Our aim is to give the customer the best quality at the lowest possible price and, therefore, it’s possibly the best time for us when the customers are also looking for the best deals on offer,” Tata told BT at the launch event.
To be sure, Tata isn’t the only high priest of organised retailing who doesn’t fear a fall in footfalls in a high-inflation, high-interest rate regime. As R. Subramanian, MD, Subhiksha and one of the pioneers in organised retail in India, points out: “We are basically into essentials retailing; since people are not going to stop eating, we don’t see our sales dipping.
In fact, footfalls have gone up because customers today are looking for discounts more than ever before. We operate in an everyday-low-price format—this means we sell all items at a fixed discount to MRP at all times and our consumers get reliably lowest prices always.”
Gaurav Modwel, Director, Wadhwan Food Retail (WFRL), which owns the Spinach chain of neighbourhood grocery stores, adds: “The impact of inflation on neighbourhood or convenience stores is less. We have not seen a fall in footfalls in our stores and, in fact, are seeing an increase in sales.” WFRL also owns other store brands such as Sangam Direct, S. Mart and Sabka Bazaar. Modwel estimates that three-fourths of his customer base is “still buying the products that they have always bought without cutting down their budgets”.
|“It’s possibly the best time for us when the customers are also looking for the best deals on offer” - Noel Tata MD, Trent Ltd|
For instance, cross-category promotions have become a rage, with discounts being offered on grocery purchases that are redeemable against purchase of apparel and household products. Lifestyle retail stores such as Pantaloon, Lifestyle and Globus are introducing a slew of schemes to woo customers. Globus has been sending SMSes to customers that declare: “Beat inflation in style. Get the Best Buy prices and Buy One, Get One Free schemes.”
If consumers are reeling under cost pressures, so are retailers. As Kishore Biyani, Chairman of Future Group that owns such retail brands as Pantaloon and Big Bazaar says, the biggest concern for retailers is the increasing cost of doing business (which includes mainly high property prices and financing costs).
|“We have not seen a fall in footfalls in our stores and in fact are seeing an increase in sales” - Gaurav Modwel, Director, WFRL|
More than retailers of fruits and vegetables, it’s the stores that hawk not-so-essential items that will face the brunt of an inflationary environment. Says Govind Shrikhande, Customer Care Associate & CEO of Shoppers’ Stop: “Obviously, inflation will impact the spending habits of consumers.
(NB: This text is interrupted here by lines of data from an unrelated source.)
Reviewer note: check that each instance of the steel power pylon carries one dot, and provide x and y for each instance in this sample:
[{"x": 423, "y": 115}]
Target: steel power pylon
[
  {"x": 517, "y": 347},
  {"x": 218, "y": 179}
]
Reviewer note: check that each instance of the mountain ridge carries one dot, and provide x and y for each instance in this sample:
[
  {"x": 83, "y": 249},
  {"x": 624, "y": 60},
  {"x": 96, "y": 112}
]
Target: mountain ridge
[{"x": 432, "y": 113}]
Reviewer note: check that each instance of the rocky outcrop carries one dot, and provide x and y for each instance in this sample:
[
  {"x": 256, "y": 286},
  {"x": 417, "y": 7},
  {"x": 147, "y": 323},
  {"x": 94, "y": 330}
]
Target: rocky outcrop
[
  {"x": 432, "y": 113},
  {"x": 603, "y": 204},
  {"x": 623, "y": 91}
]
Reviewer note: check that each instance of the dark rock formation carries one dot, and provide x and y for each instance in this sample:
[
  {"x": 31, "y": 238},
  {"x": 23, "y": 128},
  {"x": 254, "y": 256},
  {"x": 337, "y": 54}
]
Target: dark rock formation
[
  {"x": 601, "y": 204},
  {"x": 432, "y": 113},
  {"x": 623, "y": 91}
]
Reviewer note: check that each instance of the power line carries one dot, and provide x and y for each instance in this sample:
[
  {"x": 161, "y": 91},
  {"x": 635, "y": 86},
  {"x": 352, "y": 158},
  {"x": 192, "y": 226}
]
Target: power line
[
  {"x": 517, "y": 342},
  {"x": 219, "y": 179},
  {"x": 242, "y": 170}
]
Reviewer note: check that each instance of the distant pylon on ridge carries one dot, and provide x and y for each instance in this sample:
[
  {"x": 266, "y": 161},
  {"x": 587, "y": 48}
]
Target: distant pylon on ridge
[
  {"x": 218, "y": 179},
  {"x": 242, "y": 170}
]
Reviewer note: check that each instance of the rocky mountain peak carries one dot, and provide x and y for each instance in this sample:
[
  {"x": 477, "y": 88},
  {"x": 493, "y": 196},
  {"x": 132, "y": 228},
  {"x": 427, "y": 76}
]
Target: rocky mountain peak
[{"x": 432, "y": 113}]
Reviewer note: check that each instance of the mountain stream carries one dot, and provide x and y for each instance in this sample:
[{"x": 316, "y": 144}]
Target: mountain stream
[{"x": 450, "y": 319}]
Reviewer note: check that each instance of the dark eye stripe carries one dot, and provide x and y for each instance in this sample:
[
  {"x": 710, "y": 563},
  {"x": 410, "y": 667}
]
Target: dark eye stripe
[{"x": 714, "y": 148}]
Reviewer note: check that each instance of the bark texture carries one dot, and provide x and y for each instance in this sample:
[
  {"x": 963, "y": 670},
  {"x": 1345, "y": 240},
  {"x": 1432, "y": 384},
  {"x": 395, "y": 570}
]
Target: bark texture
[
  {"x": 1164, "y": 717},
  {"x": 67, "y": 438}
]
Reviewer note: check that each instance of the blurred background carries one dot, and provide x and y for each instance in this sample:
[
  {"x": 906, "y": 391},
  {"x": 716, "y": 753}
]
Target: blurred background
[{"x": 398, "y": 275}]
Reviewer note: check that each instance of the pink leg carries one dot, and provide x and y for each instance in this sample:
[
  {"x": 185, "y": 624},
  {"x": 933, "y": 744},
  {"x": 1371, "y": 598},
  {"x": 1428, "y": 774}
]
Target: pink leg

While the spending slowdown is not reflected in the luxury and high-end segment, inflation hits the middle class the hardest and is reflected in spends on films, eating out and clothing.” Still, being away from foods and closer to higher-value items has its advantages.
Shoppers’, for instance, has consciously been moving towards the luxury segment of late. The objective? To maintain sales growth even if footfalls reduce, via higher conversion and bigger ticket sizes. Clearly, the much-celebrated middle class, till recently lauded for its rising purchasing power and aspirations, will be tightening its belts the most. Switching over to cheaper brands or just eliminating some of the more expensive regular items of consumption will be the order of the day. As Subhiksha’s Subramanian reveals: “We are seeing some substitution effect in categories like groceries— especially oils. We are seeing early signs of cutbacks in non-essentials like higher-end biscuits.”